Solaris: create ssh keys for quick server logins

Contributed by mcdsco  
Tagged: Solaris security  

To make access to both servers easier, I created keys for ssh, so I can shell server to server with no password. Following the steps in this Tech-Recipe will make it possible to login to one system from another painless.

To create and distribute the SSH key, follow these steps:

# cd ~/.ssh


(if it doesn’t exist make it off of LDAP’s home directory which according to the document is /var/Sun/mps)

# ssh-keygen -t rsa -N ""

and accept all defaults. This will create two files in the ~/.ssh directory: id_rsa and id_rsa.pub. id_rsa.pub is a text file with the shared key in it.

# cat id_rsa.pub

then highlight all of the text and copy it to the clipboard.

# ssh ldap@ldapserver2
cd ~/.ssh
vi authorized_keys

Hit “i” to put in insert mode then paste the key into the file. Press ESC and type :wq to write an quit vi.

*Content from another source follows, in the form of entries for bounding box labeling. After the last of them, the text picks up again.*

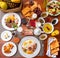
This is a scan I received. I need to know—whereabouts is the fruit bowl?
[0,0,22,12]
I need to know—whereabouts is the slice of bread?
[50,39,59,50]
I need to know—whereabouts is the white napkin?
[46,38,56,57]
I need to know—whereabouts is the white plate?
[1,31,12,41]
[2,13,21,30]
[46,0,60,16]
[2,42,17,57]
[18,36,41,58]
[39,34,47,40]
[43,22,54,34]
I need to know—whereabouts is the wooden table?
[0,0,60,58]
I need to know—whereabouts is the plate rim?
[1,12,21,30]
[18,36,41,57]
[2,41,17,57]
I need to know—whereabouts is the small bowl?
[51,18,58,25]
[34,28,42,36]
[41,12,48,18]
[39,34,47,40]
[43,23,54,34]
[38,17,45,24]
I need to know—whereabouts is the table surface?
[0,0,60,58]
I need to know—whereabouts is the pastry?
[51,48,59,54]
[25,12,32,17]
[50,40,59,50]
[22,6,31,15]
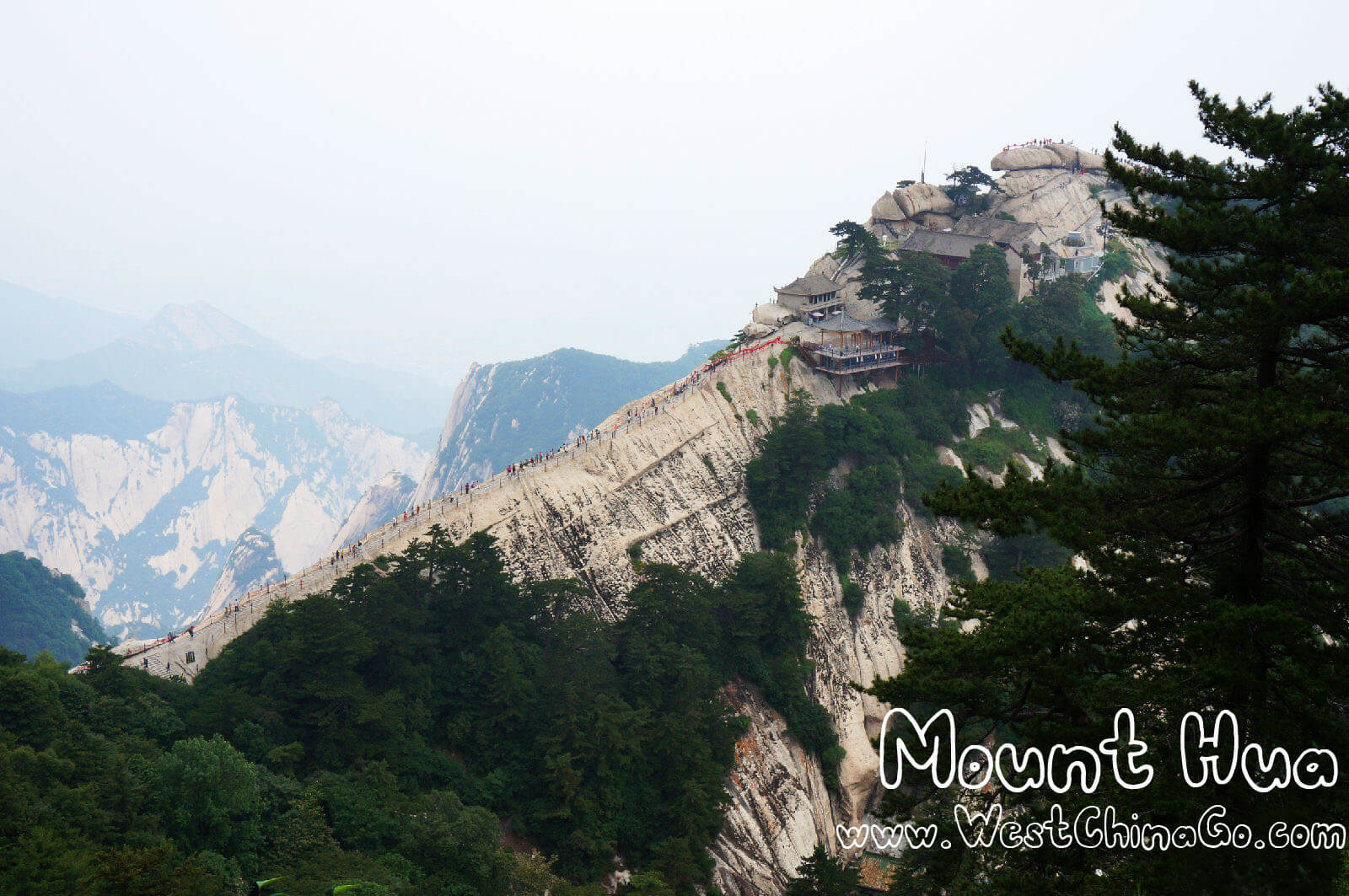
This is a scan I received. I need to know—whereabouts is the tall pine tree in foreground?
[873,85,1349,893]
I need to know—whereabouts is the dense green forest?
[0,529,838,896]
[0,550,108,664]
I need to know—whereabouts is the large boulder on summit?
[989,143,1104,171]
[1050,143,1104,171]
[895,184,955,217]
[989,146,1063,171]
[872,193,908,222]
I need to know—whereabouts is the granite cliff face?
[413,341,724,503]
[198,528,286,618]
[0,384,425,637]
[131,346,947,893]
[328,469,417,550]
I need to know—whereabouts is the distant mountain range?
[0,281,144,367]
[0,550,108,664]
[0,283,724,638]
[0,285,452,445]
[0,384,427,637]
[413,340,726,502]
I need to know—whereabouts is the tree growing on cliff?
[873,85,1349,893]
[942,164,993,209]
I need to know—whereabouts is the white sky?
[0,0,1349,379]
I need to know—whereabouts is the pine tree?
[874,85,1349,893]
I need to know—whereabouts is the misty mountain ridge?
[0,292,450,441]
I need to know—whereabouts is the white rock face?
[197,529,286,620]
[132,346,947,893]
[324,469,417,553]
[0,391,427,637]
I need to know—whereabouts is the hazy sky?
[0,0,1349,378]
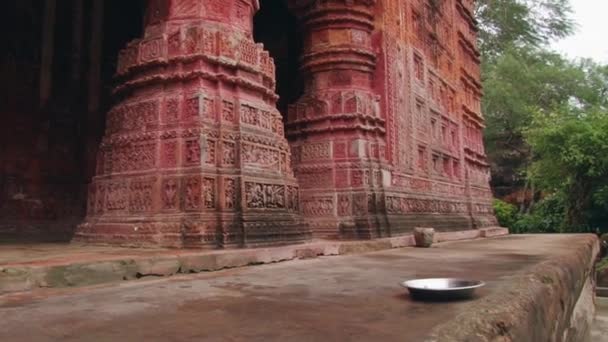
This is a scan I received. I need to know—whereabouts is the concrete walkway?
[0,228,508,294]
[0,235,594,341]
[591,297,608,342]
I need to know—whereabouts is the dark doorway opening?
[253,0,304,121]
[0,0,145,242]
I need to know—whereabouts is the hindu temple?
[0,0,497,248]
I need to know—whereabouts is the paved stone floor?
[591,297,608,342]
[0,236,596,342]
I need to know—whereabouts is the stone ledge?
[0,228,508,294]
[428,235,599,342]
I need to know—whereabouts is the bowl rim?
[400,278,486,291]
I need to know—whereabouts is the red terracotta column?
[76,0,310,247]
[286,0,387,238]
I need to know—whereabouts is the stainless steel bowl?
[401,278,485,301]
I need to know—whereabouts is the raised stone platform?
[0,235,599,342]
[0,228,509,294]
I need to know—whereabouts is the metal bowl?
[401,278,485,301]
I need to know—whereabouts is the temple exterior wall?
[75,0,496,247]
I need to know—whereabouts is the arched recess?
[253,0,304,121]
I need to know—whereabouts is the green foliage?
[476,0,608,233]
[475,0,574,59]
[595,258,608,272]
[526,108,608,232]
[511,196,564,234]
[493,199,517,228]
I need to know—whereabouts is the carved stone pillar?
[286,0,390,238]
[76,0,310,247]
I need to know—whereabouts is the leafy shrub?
[510,195,565,234]
[493,199,517,228]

The result should be something like this:

(this should be one contiguous line, I put line breaks to fit within the document)
ssh-rsa AAAAB3NzaC1yc2EAAAABIwAAAQEAmhhdjseAbeHL2gHtPH3MAiD
k+3Gmcw+0SOozqVFqydhk8xDMh/l9h53QhbkkRsarxEoHZCZ3bc9qISZPJib
9q7uvSRXdgVRM6sMQRWzCqMRwJMz90QL/AejhAiaALGP+aQnp8A2UAzn3
aU9X2YPT+9Y/yKxK45dPR9qJ0YLwFzQr5ltldCYw707yTd/3r8LiBlPh7Q1Pla
XV6ospU9thrAZxhT7EJOQ+Pbrw0AaEXeRNPATzcevF7JWuRANj2DMMP7uQ
swxSkolyLregDCPIP7vVwP2bbktrtg37tdyC1dBrAup2R0hpB+HOlOmHGUyM
q+qzyCp5vujB4V/nyvq9Yw== scott@localhost.localdomain

Now do the same thing again, but in reverse server order … you are going from ldapserver2 to ldapserver1 and entering the RSA public key into ldapserver1’s ~/.ssh/authorized_key.

If this doesn’t work where you can ssh to and fro on ldapserver1 and ldapserver2, don’t dispair, you will have to make alterations to your /etc/sshd_config file which is unfortunately beyond the scope of this document.